Auron's silence had not ended since the battle, and Lulu's face colored with the shame of it. She was no longer a child to make these mistakes, and she was embarrassed for herself. She knew no one judged her—except for Auron. But that was unfair, because she didn't know what he was thinking. None of them ever knew, save for Tidus, and Lulu couldn't decide if she envied him for it.
The needle and thread moved like a dance, and she wished she were less sore so she could have taken up the job herself. It felt like she was making Auron pay for her bad judgment, and that galled her worse than the event itself. He had taken it from her an hour ago after she had struggled with it through the pain, and she hadn't known what to say—hadn't expected the skill in him. The more she learned about the man in front of her, the more intrigued and confused she became.
"Thank you, Sir Auron." She forced herself to meet his gaze. "I appreciate your kindness."
He pushed the needle through fabric, pulled, and repeated twice more before looking up at her. "It is only a tool. It can be mended." He went back to his work. "Yuna does not know the magic yet to mend her Guardians should they fall."
Lulu felt her hands shake at the rebuff. "It was a momentary lapse. It won't happen again."
"Chappu gave you this doll." He said it with no inflection, and Lulu was surprised. "Yuna told me this earlier. But Chappu is gone, and you and Yuna remain. Would you forsake her and yourself for a memory attached to stuffing?"
Tears threatened, but she held them back. "I have never—I have always been strong enough. It was never an issue."

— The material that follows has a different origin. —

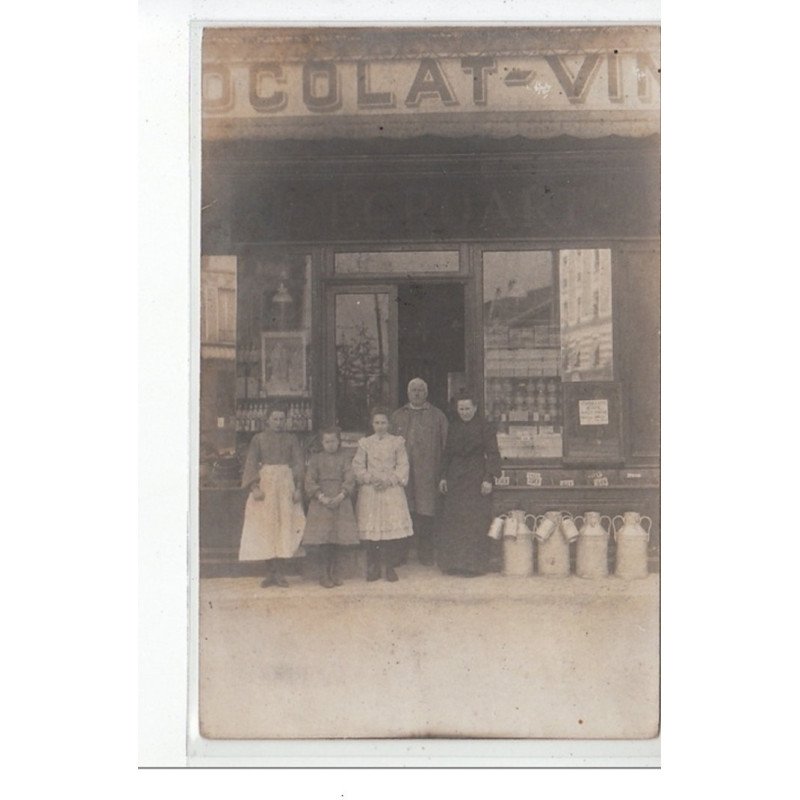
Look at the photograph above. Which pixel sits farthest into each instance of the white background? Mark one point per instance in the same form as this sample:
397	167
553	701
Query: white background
71	348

"The closer we get to Zanarkand, the worse things will be. You must take more care." Auron bent his head over his work, and tied off the sturdy thread he was using. He held the moogle up at her, and flopped its arm at her in a silly greeting. She smiled at it, and the seriousness of his expression while he did it. No longer ripped down the side or missing an arm, the moogle looked the same as it had that morning if she ignored the dirt.
"Thank you," she said, when Auron handed it back to her. He startled her by touching her arm, fingers holding her wrist gently. His skin was softer than she had imagined it would be, with all his sword work, and she flushed, unable to keep it back.
"You would know what is real, and what is only in our heads. I hope you have learned this today." His voice was quiet, missing his normal brusqueness.
"I have. You don't need to worry." She wouldn't let it happen again; saving a moogle, gift or no, wouldn't save anyone. Yuna was her charge now, and she had never been able to save Chappu from any of his big dreams.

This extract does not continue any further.